Attestation proves the hardware is genuine and shows what code is running. But it doesn't automatically prove the code is safe—you need to audit it yourself.

graph LR
    App[Your App] -->|quote| Verifier
    Verifier -->|valid + compose_hash| You
    You -->|compare| Compose[docker-compose.yaml]
    Compose -->|audit| Code[Source Code]
Loading

The verification flow:

import requests

# Get attestation with a nonce to prevent replay
attestation = requests.get(
    "https://your-app/attestation",
    params={"nonce": "random-challenge"}
).json()

# Compare compose hash against what you reviewed
expected_hash = "sha256:abc123..."  # From your audited docker-compose
assert attestation["compose_hash"] == expected_hash

For visual verification, paste the quote into proof.t16z.com, Phala's TEE attestation explorer that parses TDX quotes and displays the verification status, measurements, and TCB info in a readable format.

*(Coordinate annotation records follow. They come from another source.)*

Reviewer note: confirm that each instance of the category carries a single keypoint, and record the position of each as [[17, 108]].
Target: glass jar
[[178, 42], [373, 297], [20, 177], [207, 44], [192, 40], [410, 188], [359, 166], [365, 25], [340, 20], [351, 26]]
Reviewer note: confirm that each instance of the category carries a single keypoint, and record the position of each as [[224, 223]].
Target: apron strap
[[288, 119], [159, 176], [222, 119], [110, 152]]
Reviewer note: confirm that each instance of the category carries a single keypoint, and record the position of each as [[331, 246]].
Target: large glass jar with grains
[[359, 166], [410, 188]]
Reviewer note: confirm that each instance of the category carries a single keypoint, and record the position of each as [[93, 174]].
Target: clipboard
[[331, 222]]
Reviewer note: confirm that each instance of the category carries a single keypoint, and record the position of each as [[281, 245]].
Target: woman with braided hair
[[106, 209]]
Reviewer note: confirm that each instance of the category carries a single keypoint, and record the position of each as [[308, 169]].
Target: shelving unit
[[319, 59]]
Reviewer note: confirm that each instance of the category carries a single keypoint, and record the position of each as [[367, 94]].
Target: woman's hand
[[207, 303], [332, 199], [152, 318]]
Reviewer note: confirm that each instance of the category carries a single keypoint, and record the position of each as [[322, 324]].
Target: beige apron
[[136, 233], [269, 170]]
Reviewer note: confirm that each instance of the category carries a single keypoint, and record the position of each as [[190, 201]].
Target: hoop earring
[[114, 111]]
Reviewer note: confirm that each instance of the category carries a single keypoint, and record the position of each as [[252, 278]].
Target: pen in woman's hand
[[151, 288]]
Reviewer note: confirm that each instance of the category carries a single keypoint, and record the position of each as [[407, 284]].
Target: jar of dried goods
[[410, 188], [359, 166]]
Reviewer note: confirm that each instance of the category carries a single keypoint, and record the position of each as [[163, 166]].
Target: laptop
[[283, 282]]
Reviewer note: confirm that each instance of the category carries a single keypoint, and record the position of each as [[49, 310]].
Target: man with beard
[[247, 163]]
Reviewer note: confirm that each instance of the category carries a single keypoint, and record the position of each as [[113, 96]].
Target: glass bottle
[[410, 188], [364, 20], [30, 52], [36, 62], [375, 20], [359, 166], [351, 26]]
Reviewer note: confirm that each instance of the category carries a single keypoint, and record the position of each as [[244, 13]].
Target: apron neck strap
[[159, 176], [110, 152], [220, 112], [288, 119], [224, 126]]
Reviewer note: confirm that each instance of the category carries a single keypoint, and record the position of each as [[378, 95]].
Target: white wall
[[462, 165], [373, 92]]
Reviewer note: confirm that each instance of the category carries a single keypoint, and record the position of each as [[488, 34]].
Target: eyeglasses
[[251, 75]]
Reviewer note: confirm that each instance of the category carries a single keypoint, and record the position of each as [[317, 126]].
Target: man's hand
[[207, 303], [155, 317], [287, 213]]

The compose hash only tells you what is running. You still need to verify that code does what you expect—no secret logging, no data exfiltration, proper access controls.

Performance

GPU inference runs at 99% of bare-metal speed on H100/H200. The memory encryption happens in hardware, so the overhead is minimal. Larger models actually perform better in TEE—the encryption cost is fixed while compute scales with model size.

See the full benchmark report for CPU and storage numbers.

Getting Started

  1. Try chat.redpill.ai to see private inference in action
  2. Deploy your own with the inference example
  3. Read the Security Model for the full threat model

Production

redpill.ai and NEAR AI run confidential AI on dstack in production.